Reusable prompt
Analyze data with assumptions, method, findings, caveats, and next actions.
Task type: Data Analysis
Objective: Analyze data with assumptions, method, findings, caveats, and next actions.
Context:
- [Project, product, or topic]: [Project, product, or topic]
- [Audience and situation]: [Audience and situation]
- [Constraints, must-haves, and things to avoid]: [Constraints, must-haves, and things to avoid]
Inputs to provide:
[Paste source material here]
Expected output:
1. Data quality notes
2. Method
3. Findings
4. Caveats
5. Recommended actions
Quality bar:
- Be specific and avoid generic advice.
- State assumptions explicitly.
- Prefer actionable next steps over broad theory.

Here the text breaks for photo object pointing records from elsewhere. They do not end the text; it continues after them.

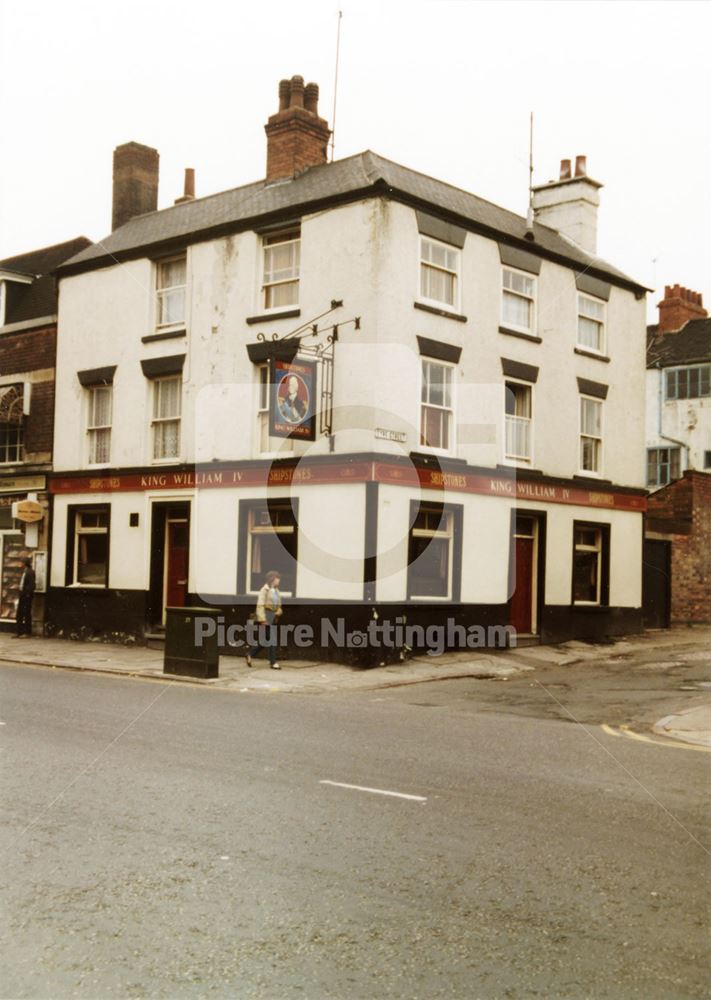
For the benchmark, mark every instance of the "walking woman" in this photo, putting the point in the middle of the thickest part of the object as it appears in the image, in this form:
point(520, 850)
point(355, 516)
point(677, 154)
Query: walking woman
point(268, 612)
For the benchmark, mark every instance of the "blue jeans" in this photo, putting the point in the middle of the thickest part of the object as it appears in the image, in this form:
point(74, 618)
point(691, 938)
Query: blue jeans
point(271, 639)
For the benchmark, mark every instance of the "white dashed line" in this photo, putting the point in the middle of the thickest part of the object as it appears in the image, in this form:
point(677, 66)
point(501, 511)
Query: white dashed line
point(375, 791)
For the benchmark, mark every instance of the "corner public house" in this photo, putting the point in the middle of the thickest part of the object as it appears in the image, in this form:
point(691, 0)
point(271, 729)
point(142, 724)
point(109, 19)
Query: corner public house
point(477, 398)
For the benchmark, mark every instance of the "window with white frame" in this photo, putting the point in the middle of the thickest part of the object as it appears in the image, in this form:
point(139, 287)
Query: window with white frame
point(98, 423)
point(170, 292)
point(265, 443)
point(590, 563)
point(518, 404)
point(282, 262)
point(430, 555)
point(165, 422)
point(439, 272)
point(690, 382)
point(272, 539)
point(663, 465)
point(437, 406)
point(591, 324)
point(518, 303)
point(590, 434)
point(88, 540)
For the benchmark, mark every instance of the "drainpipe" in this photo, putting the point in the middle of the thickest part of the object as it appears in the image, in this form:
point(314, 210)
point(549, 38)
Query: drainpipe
point(665, 437)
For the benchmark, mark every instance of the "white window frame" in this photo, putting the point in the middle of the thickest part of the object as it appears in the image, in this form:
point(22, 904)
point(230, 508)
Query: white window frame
point(526, 460)
point(287, 236)
point(587, 436)
point(160, 421)
point(275, 446)
point(79, 531)
point(455, 272)
point(602, 323)
point(266, 529)
point(451, 409)
point(93, 430)
point(166, 290)
point(532, 299)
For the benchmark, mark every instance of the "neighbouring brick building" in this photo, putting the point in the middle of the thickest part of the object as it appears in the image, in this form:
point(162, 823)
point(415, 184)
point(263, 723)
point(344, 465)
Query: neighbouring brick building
point(28, 340)
point(680, 513)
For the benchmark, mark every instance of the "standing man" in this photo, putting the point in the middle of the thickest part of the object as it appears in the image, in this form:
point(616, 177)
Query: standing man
point(24, 603)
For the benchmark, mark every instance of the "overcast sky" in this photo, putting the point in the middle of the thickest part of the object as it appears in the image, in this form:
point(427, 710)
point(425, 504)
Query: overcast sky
point(443, 87)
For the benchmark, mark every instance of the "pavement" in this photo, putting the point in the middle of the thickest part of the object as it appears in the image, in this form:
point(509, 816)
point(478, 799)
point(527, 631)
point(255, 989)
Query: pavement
point(693, 725)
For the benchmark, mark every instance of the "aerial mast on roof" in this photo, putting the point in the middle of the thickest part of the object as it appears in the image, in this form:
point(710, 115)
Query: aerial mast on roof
point(529, 215)
point(335, 86)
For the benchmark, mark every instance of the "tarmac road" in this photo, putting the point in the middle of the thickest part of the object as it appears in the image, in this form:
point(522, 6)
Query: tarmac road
point(168, 841)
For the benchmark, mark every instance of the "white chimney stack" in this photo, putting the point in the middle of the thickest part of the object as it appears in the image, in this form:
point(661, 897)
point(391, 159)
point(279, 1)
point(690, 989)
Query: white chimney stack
point(570, 204)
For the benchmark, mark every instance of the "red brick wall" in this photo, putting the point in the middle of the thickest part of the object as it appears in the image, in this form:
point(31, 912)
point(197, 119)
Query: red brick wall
point(28, 350)
point(683, 510)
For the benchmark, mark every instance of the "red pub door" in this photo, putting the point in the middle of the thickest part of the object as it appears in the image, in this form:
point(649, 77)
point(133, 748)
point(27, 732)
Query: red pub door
point(176, 563)
point(524, 597)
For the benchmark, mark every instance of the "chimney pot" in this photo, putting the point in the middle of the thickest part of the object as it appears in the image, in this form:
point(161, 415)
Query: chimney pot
point(311, 98)
point(284, 94)
point(297, 92)
point(135, 182)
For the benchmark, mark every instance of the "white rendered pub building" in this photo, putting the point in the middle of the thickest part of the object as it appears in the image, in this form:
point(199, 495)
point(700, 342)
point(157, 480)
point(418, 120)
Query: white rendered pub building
point(468, 437)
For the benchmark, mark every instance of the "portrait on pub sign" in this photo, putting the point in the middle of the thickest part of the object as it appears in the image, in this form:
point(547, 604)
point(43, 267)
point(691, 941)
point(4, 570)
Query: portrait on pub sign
point(293, 392)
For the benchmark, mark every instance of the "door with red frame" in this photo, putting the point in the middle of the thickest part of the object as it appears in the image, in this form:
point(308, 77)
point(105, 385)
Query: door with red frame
point(175, 588)
point(524, 596)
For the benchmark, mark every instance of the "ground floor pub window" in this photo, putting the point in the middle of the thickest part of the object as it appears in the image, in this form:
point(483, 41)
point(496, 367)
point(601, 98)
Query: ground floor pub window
point(88, 546)
point(431, 555)
point(590, 563)
point(270, 536)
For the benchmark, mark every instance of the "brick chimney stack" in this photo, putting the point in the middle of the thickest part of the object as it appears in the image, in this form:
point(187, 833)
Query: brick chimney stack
point(678, 306)
point(135, 182)
point(296, 137)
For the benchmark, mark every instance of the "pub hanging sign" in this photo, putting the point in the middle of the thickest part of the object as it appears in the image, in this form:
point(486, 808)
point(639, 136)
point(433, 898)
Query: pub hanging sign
point(293, 399)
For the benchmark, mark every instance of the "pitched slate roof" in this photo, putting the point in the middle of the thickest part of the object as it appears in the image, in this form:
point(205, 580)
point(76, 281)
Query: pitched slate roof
point(363, 175)
point(38, 299)
point(690, 345)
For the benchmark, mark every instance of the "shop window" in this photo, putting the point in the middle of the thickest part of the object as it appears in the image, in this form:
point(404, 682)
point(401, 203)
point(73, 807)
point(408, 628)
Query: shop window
point(269, 541)
point(88, 546)
point(170, 292)
point(591, 560)
point(282, 264)
point(99, 424)
point(433, 559)
point(437, 406)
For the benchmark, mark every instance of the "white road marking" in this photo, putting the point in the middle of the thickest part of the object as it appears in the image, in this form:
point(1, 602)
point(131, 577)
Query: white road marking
point(375, 791)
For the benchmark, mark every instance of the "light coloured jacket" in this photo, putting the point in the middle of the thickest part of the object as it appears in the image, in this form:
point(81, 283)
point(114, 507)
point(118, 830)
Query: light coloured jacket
point(264, 602)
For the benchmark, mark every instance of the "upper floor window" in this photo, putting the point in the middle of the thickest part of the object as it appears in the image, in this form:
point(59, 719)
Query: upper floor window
point(663, 465)
point(690, 382)
point(518, 300)
point(439, 272)
point(590, 434)
point(170, 292)
point(166, 417)
point(519, 410)
point(99, 424)
point(591, 324)
point(437, 406)
point(282, 261)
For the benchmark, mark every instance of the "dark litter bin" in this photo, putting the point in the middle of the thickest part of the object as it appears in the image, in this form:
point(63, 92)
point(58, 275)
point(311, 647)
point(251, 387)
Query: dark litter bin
point(191, 648)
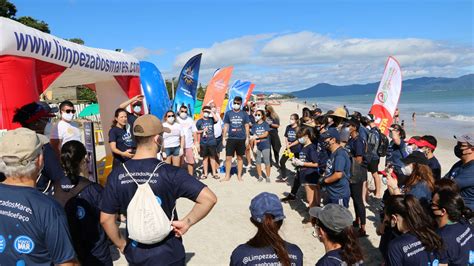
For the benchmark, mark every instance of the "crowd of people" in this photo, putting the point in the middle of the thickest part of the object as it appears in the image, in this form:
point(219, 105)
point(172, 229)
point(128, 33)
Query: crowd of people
point(50, 212)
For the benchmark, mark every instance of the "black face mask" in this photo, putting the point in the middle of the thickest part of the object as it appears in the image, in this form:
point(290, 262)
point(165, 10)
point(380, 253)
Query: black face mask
point(458, 151)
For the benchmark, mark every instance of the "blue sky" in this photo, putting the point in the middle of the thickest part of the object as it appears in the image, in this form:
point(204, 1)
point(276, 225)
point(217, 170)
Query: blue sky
point(279, 45)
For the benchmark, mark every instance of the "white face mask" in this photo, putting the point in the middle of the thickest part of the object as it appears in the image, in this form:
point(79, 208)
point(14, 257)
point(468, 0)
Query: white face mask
point(407, 169)
point(67, 117)
point(137, 109)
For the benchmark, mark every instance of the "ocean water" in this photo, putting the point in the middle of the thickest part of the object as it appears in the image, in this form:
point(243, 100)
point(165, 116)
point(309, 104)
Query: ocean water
point(442, 113)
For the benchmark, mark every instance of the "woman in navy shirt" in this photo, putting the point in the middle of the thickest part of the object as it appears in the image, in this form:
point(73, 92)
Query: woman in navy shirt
point(80, 199)
point(417, 243)
point(452, 217)
point(291, 144)
point(120, 138)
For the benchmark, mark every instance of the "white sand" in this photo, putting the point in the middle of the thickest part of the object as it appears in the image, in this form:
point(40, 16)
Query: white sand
point(211, 241)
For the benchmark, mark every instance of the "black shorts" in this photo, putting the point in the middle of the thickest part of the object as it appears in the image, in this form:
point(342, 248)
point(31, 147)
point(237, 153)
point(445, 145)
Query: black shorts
point(235, 146)
point(207, 150)
point(373, 166)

- If important information is missing, ask up to 3 clarifying questions before answering.
- For time-sensitive or factual claims, label what is known, inferred, and needs verification.
Worked example
The example below fills the same prompt for a realistic Data & BI scenario. It is intentionally modest: the goal is to show how the prompt behaves, not to pretend one template solves every Data & BI problem.
Task type: Data Analysis
Objective: Analyze data with assumptions, method, findings, caveats, and next actions.
Context:
- [Project, product, or topic]: A real Data & BI task using the Data Analysis prompt
- [Audience and situation]: A teammate who needs a useful answer and clear next steps
- [Constraints, must-haves, and things to avoid]: Be specific, state assumptions, avoid unsupported claims, and keep the output easy to act on.
Inputs to provide:
Sample material: The team needs help with Data Analysis. The current situation is messy, the goal is clear enough to start, and the answer should separate facts, assumptions, risks, and next actions.
Expected output:
1. Data quality notes
2. Method
3. Findings
4. Caveats
5. Recommended actions
Quality bar:
- Be specific and avoid generic advice.
- State assumptions explicitly.
- Prefer actionable next steps over broad theory.
- If important information is missing, ask up to 3 clarifying questions before answering.
- For time-sensitive or factual claims, label what is known, inferred, and needs verification.
How to use this prompt
- Replace the placeholders with the actual Data Analysis task, audience, source material, and constraints.
- Keep the requested output sections unless you have a strong reason to remove one; they are there to make the AI answer easier to evaluate.
- Paste the finished prompt into your AI assistant, then ask one follow-up question that tests assumptions or missing evidence.
What a good answer should contain
- 1. Data quality notesUse this section to make the answer concrete: Data quality notes.
- 2. MethodUse this section to make the answer concrete: Method.
- 3. FindingsUse this section to make the answer concrete: Findings.
- 4. CaveatsUse this section to make the answer concrete: Caveats.
- 5. Recommended actionsUse this section to make the answer concrete: Recommended actions.
Why this prompt works
- Data Analysis starts with an explicit task type and objective, which reduces vague answers.
- It asks for context, source material, and constraints before the model writes the final response.
- The 5 output sections make the answer scannable and easier to compare across attempts.
- The quality bar tells the assistant to ask clarifying questions and mark claims that need verification.
Common mistakes to avoid
- Leaving placeholders untouched and expecting the model to infer the missing context.
- Removing the output structure, then asking for a final answer that is hard to review.
- Using the prompt for time-sensitive facts without checking sources or dates.